Groupon founder talks TMON deal
Groupon agreed to buy Ticket Monster last Friday for $260 million in cash and stock.
“Our objective with this acquisition is to help TMON in any way we can to become the largest e-commerce company in Korea,” said Lefkofsky yesterday during the press conference at COEX in Samseong-dong, southeastern Seoul. “Korea is the fourth-largest e-commerce market in the world. With this acquisition, we expect TMON to be the cornerstone of our Asian operations.”
Lefkofsky co-founded Groupon in 2008 as a deal-of-the-day website in Chicago, then helped to turn it into a global leader in e-commerce.
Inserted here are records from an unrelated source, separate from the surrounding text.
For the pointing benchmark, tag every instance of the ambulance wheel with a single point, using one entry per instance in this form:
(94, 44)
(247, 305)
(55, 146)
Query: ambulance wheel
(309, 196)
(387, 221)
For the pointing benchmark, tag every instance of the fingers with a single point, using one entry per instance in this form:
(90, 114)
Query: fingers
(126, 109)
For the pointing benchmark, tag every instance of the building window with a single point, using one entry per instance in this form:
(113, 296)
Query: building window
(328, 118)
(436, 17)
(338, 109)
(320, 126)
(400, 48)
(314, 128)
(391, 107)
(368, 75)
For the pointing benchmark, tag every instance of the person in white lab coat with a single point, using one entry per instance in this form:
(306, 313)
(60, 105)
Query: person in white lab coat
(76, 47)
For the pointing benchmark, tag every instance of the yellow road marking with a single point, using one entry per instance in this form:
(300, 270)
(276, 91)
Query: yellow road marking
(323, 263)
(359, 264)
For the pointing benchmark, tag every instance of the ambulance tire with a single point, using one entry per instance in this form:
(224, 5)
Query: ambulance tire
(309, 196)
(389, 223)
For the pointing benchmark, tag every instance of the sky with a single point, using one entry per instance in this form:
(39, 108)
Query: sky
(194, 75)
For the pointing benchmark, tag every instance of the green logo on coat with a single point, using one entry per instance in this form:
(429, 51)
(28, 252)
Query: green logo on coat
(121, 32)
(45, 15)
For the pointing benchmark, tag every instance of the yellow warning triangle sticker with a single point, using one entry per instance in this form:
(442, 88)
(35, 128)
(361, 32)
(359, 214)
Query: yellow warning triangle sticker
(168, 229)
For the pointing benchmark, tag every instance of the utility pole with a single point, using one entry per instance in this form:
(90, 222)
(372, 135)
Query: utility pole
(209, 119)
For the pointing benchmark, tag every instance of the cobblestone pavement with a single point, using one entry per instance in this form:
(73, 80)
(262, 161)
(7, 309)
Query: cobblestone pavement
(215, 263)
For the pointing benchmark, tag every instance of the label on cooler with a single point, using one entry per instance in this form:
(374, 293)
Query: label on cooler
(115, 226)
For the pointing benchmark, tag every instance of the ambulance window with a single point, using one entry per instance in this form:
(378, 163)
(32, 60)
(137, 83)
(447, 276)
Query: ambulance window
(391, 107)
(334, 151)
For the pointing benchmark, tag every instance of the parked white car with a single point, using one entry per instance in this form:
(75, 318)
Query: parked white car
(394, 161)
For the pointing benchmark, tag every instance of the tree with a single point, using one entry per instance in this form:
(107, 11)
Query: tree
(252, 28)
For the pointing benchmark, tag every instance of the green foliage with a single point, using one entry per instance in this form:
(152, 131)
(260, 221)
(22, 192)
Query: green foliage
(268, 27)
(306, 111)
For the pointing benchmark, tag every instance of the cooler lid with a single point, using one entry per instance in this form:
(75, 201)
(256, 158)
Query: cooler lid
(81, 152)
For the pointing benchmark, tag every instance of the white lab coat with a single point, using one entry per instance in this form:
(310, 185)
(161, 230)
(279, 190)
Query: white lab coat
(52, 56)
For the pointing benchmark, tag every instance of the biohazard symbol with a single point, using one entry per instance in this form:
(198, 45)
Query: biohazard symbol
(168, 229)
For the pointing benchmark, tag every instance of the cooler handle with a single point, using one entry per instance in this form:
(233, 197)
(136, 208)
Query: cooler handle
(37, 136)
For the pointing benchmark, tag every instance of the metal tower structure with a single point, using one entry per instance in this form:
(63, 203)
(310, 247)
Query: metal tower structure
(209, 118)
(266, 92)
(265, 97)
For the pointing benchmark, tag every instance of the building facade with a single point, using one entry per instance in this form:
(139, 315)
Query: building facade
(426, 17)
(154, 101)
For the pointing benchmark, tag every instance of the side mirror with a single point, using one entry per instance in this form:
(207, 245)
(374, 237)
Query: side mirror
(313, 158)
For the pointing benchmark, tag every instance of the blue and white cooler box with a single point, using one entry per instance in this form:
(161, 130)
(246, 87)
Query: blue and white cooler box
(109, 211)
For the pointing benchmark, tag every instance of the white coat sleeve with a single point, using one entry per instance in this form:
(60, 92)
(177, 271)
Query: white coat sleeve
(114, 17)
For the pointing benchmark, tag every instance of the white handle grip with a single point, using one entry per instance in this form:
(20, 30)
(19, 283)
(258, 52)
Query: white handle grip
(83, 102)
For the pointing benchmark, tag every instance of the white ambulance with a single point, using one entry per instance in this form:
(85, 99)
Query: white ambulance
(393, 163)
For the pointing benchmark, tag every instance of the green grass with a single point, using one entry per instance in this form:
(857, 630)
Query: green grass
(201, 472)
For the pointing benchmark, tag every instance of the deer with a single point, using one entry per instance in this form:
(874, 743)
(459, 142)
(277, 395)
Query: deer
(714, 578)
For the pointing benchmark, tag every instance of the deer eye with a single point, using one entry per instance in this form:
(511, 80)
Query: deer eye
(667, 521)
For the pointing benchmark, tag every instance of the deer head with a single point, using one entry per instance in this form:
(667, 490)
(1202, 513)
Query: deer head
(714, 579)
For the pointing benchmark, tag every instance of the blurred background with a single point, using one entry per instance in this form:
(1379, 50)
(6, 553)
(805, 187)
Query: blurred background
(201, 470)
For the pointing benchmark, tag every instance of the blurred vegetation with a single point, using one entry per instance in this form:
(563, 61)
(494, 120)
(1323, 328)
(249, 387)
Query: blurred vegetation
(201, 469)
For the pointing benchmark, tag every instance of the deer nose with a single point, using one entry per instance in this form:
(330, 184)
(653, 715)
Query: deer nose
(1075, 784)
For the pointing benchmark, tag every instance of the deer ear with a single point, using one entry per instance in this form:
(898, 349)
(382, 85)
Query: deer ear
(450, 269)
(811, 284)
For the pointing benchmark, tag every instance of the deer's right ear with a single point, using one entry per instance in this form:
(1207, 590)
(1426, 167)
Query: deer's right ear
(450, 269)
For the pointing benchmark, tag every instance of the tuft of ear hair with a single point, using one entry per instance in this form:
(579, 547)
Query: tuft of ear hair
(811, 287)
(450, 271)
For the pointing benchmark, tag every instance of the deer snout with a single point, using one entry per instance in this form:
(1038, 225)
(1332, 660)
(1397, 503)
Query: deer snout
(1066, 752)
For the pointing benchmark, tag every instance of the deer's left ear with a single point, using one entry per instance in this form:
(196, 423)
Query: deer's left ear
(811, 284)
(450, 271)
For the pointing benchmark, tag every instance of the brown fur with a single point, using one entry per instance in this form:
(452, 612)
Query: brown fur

He was inaugurated as the chief executive officer in August this year after successfully leading its mobile business. But as the original deal concept has slowed, Groupon has been changing into a global mobile commerce marketplace.
“Despite our success and progress throughout the world in all the countries we operate in, we have had very small and limited success in Korea,” said Lefkofsky. “There are two main reasons for this. The first is that we were late to enter this market, and the second is that companies like TMON are so well run and have done such a fantastic job that we have been unable to catch up.
“So, as they say in America at times, if you can’t beat them, join them.”
Although Asia accounts for 12 of Groupon’s 48 markets around the world, the region represents just 10 percent of the company’s sales.